CSAFE-ISU / handwriter

Forensic Handwriting Analysis Pipeline in R - Please download our stable version from CRAN using 'install.packages("handwriter")'
https://csafe-isu.github.io/handwriter/
GNU Affero General Public License v3.0
24 stars 9 forks source link

Error in `get_clusters_batch()` #186

Closed stephaniereinders closed 1 day ago

stephaniereinders commented 1 week ago

I processed all 1,604 CLV documents with process_batch_dir() and then ran get_clusters_batch() on the processed documents.

library(handwriter)

input_dir <- "/Users/stephanie/Documents/non_version_control/CVL/docs"
graphs_dir <- "/Users/stephanie/Documents/non_version_control/CVL/graphs"
clusters_dir <- "/Users/stephanie/Documents/non_version_control/CVL/clusters"
template <- readRDS(file.path(dirname(input_dir), "template.rds"))

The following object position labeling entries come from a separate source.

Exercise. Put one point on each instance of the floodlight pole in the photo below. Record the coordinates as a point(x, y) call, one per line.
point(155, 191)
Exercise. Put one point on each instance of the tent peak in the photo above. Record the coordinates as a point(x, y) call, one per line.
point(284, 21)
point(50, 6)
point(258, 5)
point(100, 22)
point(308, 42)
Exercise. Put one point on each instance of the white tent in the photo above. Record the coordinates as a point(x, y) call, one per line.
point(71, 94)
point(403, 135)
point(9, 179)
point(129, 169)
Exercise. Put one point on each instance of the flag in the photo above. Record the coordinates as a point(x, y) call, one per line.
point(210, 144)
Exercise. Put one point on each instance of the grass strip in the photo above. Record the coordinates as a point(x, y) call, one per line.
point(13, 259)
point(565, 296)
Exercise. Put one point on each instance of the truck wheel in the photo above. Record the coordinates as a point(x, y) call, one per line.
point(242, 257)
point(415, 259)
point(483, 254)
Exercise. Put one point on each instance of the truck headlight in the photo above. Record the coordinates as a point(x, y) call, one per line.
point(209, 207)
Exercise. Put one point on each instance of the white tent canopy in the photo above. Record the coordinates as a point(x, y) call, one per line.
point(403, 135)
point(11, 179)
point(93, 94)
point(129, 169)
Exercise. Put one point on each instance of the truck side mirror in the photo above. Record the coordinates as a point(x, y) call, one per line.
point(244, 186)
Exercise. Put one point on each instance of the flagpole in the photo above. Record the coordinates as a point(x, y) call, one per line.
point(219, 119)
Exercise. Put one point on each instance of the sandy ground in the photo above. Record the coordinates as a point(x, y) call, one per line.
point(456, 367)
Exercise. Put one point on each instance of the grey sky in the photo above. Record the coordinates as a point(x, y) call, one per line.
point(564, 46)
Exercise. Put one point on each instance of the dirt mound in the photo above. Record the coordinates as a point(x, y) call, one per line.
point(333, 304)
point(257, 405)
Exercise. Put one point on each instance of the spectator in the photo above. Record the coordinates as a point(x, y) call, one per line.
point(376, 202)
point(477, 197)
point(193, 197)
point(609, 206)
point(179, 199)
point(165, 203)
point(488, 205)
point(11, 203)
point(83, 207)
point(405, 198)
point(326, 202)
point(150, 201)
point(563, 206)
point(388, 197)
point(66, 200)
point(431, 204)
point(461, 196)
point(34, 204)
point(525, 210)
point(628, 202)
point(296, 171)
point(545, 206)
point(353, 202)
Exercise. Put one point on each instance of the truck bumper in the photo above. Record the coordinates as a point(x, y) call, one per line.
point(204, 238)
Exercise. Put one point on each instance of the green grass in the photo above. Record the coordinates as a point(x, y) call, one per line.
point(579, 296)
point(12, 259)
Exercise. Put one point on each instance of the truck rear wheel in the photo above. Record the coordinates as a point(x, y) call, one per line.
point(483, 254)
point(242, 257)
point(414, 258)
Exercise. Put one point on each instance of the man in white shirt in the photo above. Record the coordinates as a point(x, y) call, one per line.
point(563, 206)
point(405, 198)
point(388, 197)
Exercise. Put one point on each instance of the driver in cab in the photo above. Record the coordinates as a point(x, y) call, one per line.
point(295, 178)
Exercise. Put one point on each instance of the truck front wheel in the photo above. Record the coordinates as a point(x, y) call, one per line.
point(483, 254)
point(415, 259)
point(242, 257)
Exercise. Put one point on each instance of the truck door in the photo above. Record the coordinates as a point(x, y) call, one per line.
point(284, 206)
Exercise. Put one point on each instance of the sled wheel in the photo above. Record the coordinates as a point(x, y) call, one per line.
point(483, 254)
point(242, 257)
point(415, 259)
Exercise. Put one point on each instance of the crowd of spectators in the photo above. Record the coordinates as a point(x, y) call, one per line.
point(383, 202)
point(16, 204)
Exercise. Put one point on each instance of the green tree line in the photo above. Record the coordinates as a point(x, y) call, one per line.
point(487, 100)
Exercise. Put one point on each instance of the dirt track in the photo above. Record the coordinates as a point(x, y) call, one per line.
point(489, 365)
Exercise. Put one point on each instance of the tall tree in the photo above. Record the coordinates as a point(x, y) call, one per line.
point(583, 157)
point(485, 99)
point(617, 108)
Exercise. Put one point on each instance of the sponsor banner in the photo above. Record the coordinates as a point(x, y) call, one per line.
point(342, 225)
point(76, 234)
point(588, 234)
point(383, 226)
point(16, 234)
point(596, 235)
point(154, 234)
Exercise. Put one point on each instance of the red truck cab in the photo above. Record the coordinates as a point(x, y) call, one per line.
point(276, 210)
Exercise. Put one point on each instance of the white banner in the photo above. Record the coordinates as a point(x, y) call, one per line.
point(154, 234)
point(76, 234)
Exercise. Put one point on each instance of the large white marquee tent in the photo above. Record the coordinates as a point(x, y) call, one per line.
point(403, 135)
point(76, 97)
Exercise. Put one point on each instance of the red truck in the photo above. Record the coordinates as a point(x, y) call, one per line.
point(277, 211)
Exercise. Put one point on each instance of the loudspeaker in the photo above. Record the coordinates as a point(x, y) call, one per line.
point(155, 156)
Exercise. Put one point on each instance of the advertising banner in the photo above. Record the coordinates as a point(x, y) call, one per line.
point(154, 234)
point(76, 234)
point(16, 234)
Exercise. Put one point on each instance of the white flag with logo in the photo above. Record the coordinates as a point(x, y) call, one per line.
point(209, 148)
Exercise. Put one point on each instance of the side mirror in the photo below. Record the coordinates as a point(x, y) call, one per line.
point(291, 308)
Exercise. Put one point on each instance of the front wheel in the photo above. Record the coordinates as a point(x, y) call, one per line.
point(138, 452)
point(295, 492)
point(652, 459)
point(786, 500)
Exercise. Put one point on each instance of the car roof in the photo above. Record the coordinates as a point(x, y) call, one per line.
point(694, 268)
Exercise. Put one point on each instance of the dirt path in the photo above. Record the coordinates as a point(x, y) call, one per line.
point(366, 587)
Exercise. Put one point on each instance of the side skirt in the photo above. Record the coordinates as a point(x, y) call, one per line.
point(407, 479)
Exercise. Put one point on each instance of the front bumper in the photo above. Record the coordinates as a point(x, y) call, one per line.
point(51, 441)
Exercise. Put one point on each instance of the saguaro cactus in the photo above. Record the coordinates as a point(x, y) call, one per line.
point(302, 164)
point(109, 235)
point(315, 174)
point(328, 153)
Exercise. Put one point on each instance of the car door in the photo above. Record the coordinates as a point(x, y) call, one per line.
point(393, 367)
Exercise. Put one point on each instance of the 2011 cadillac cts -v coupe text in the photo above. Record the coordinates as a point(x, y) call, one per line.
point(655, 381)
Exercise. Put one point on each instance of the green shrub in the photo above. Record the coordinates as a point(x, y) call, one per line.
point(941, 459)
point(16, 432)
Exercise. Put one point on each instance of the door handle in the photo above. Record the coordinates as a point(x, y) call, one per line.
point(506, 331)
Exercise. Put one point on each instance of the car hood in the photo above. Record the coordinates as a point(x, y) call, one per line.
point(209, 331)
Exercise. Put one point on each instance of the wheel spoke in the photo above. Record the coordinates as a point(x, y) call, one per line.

handwriter::process_batch_dir(input_dir, graphs_dir)

handwriter::get_clusters_batch(template = template,
                               input_dir = graphs_dir,
                               output_dir = clusters_dir,
                               writer_indices = c(1, 4),
                               doc_indices = c(6, 6),
                               num_cores = 4,
                               save_master_file = TRUE)

get_clusters_batch() resulted in an error:

Error` in { : task 1022 failed - "subscript out of bounds"

stephaniereinders commented 1 day ago

Turns out that the error resulted from several blank documents in the data set. The blank documents don't have any graphs when processed so get_clusters_batch throws an error when trying to access the non-existent graphs. I added fixed processDocument to throw an error if a document doesn't contain any graphs, and get_clusters_batch now returns a warning message. These changes are in #190.